Do and Redo

One of the things I think I’ve become known for at UNC is my homework policy, which is very lenient: I allow students to turn homework in late, and I allow them to resubmit assignments for a higher grade as many times as they can until they get a perfect score or the semester ends. This is not just something I do in order to be popular or well-liked (although that’s a nice side-effect, to be sure); it’s a policy about which I’ve given a great deal of thought, and which has evolved over the last ten years or so. It works the best for me for several reasons:

  • In my classes, homework presents the student with the topics and types of exercises that they will find on the exams. Thus, gaining a real understanding of the homework is the best way to prepare for the exams.
  • Often, the misunderstanding of a single element can cause a cascade of errors throughout the homework. If someone misunderstands how to build a particular type of chord, for example, it could be disastrous for a long assignment which uses that chord throughout. Grading that assignment objectively might result in a very low score — a 12%, for example — that does not truly portray the student’s understanding of the assignment as a whole. However, knowing that the student can fix and resubmit the assignment frees me from feeling like I am condemning that student to a horrible fate while remaining objective.
  • Allowing a student to “try again” — or submit homework even though they didn’t meet the deadline — reduces the chances that the student will throw up his or her hands and “give up” with that particular assignment… something that benefits no one.
  • The system actually makes grading much easier. Because students can redo their assignments, grading consists of identifying which problems are wrong, and not explaining why they are wrong — this is left as an exercise to the student as he or she is redoing the assignment. Of course, if a student continues to make the same mistake after a few redos, I will give them some guidance either on paper or in person. And because I allow students to turn in assignments after the deadline, I don’t need to keep track of when a particular paper is handed in, nor do I need to play judge and jury regarding reasons for papers being late. (And, as any teacher can tell you, the whole “judge and jury” role is an exhausting one.)

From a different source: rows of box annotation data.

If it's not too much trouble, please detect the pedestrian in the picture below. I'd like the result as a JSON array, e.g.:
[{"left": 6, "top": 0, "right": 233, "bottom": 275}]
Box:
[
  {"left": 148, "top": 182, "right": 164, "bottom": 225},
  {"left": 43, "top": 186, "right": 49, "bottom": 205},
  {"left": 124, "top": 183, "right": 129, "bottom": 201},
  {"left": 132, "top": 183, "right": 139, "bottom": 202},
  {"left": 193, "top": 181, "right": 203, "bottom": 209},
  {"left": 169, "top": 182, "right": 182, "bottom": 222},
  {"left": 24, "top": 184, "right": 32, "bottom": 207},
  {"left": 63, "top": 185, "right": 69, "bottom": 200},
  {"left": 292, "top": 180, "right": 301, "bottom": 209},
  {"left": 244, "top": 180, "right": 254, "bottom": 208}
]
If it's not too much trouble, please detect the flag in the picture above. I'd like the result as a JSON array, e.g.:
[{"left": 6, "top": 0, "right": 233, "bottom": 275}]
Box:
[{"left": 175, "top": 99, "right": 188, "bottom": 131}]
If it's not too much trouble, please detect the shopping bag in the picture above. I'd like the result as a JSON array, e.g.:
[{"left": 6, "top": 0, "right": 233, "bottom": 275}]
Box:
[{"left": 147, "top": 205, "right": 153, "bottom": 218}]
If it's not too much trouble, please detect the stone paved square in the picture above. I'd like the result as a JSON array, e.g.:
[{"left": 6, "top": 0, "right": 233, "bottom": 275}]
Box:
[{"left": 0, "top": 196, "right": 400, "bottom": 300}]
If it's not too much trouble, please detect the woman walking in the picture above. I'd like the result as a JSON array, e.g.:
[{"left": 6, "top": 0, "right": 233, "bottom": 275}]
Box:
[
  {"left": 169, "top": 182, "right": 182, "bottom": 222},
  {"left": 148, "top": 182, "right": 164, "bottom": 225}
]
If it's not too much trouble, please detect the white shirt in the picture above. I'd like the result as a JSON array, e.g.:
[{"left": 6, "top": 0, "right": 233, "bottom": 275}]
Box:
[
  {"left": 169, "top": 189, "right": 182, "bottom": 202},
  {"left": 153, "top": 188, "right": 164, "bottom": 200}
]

The only drawbacks to my system is that students sometimes take advantage of it too much. I’ve had students go the entire semester without turning in anything, only to frantically complete all of their homework by the end of the semester and hand it all in. Unfortunately, this generally results in some very poorly done homework and no chance to redo it, and I can only hope that the student learns a valuable life lesson as a result. However, I think that giving students these opportunities to manage themselves — even though, to quote a colleague, it gives them “freedom to fail” — is an example of respect from professor to student, something to which all students have a right.